Another Vice President at the conference, this one from Arm, was Chet Babla, who was clearly enjoying seeing automotive leading the way in cutting-edge design. “It is nice to see automotive being cool,” he said. “Let’s enjoy it while it happens.”

He has come up with a simple method of describing the five levels of autonomous driving: 1. Everything on; 2. Feet off; 3. Hands off; 4. Eyes off; and 5. Mind off. Much easier than the normal complicated descriptions we see all the time.

I was at a show earlier this year and they had the current McLaren Formula One car on show. I did think about how nice that would be to drive home; I have always been a McLaren fan since the iconic Marlboro McLaren. Now, maybe you can. F1-Pack Rivals is a Formula One app that uses augmented reality to let you park an F1 car in your drive. My latest brush with augmented reality is the Beer Hawk advent calendar that gives you a virtual brewery tour while you sample that day’s beer. Cheers.

McLaren is pushing another technology to its limits in a contract with Mindmaze to collect signals from drivers’ brains as they race. The goal is to look at ways to improve performance but I can see a lot of entertainment value to seeing the emotions of the drivers during some of those nail-biting moments.

Two recent surveys show the difference between Brits and Americans. One by Yahoo found that seven in ten Americans would totally trust a robot to do their domestic chores, but less that four in ten Brits would buy one if they were available now. What was more interesting was that 88% of Brits would like the ability to modify their domestic robot. Modify? Hmm, how? I want to know more.

As for me, I still keep giving unashamed plugs for robotic vacuum cleaners – such as the Whiz from Softbank Robotics – in the hope that someone will one day send me one to review.

And, finally, goodbye.

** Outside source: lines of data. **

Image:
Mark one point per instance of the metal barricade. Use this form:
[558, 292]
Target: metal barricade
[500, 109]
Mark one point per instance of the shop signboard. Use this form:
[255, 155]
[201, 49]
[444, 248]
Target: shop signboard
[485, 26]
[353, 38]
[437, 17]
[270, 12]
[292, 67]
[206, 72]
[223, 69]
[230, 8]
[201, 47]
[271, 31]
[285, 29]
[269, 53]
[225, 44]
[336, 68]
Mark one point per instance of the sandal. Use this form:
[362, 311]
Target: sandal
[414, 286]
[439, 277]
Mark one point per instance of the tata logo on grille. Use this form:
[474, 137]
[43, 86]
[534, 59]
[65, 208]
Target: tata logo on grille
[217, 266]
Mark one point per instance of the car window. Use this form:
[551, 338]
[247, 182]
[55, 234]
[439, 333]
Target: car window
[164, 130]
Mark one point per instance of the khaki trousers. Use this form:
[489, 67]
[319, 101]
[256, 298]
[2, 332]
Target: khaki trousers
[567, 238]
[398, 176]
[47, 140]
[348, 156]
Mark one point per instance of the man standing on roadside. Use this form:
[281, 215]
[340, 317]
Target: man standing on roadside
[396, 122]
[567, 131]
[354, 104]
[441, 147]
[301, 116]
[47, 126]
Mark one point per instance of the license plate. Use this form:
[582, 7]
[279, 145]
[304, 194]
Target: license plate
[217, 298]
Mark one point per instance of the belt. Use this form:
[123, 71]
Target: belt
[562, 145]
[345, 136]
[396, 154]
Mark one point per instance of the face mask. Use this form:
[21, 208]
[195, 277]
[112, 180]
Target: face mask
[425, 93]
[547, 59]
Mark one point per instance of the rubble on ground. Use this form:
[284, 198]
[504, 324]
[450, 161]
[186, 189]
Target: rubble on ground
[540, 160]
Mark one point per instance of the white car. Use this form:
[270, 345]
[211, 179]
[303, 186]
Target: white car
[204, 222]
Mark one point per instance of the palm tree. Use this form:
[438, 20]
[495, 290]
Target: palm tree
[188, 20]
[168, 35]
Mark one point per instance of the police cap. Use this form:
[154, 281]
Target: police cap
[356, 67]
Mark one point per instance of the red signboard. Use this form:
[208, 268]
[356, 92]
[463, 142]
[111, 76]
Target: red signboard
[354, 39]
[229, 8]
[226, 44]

This will be the last Under the Radar column, I won’t say forever because you never know what is around the corner. It has been fun to write and has been running here since February 2016, so nearly four years, and before that for many years in a different guise in another magazine.

Image: Being a science-fiction fan, I did like this picture from Panasonic. The futuristic factory look was there to promote the company’s participation at the recent Productronica and Semicon events in Munich, which sadly I could not make. Unsurprisingly, it was pushing the latest smart factory trends. I once worked in a stupid factory, but that’s another story.